Jesus was once asked which was the greatest of all the laws God gave to man. Christ answered: “‘You must love Jehovah your God with your whole heart and with your whole soul and with your whole mind.’ This is the greatest and first commandment. The second, like it, is this, ‘You must love your neighbor as yourself.’” (Matthew 22:37-39) Jesus taught that when it comes to paying “God’s things to God,” the first thing we owe Him is love—which involves our wholehearted, complete allegiance.
Can such love be divided? Can our loyalty be split, with some going to Jehovah God and his heavenly government and some going to an earthly government? Jesus himself stated the principle: “No one can slave for two masters; for either he will hate the one and love the other, or he will stick to the one and despise the other.” (Matthew 6:24) Jesus was there speaking about dividing one’s loyalties between God and riches, but he clearly felt that the same principle applied to involvement in politics—as did his followers in the first century.

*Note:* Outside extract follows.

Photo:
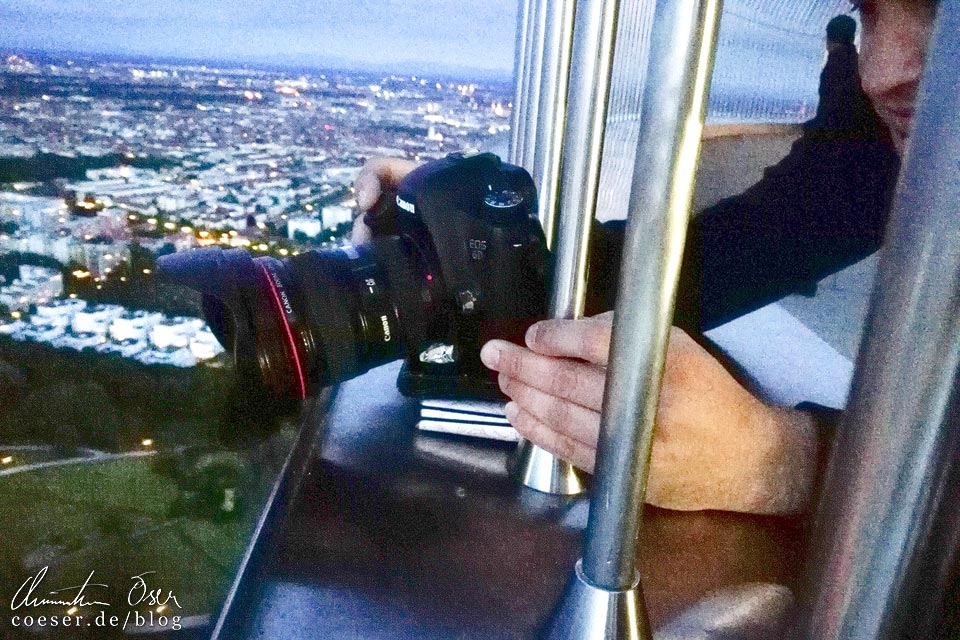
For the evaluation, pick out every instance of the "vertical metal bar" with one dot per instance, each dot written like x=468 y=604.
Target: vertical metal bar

The oldest available records show that Jesus’ followers in the ancient world did not take any active part in politics. Because they gave all their worship to the One whom Christ worshipped, they refused to pledge allegiance to Rome and its emperor, to take up military service, and to accept public office. They suffered all manner of hostility as a result. Their enemies sometimes accused them of hatred against mankind. Was that accusation a fair one?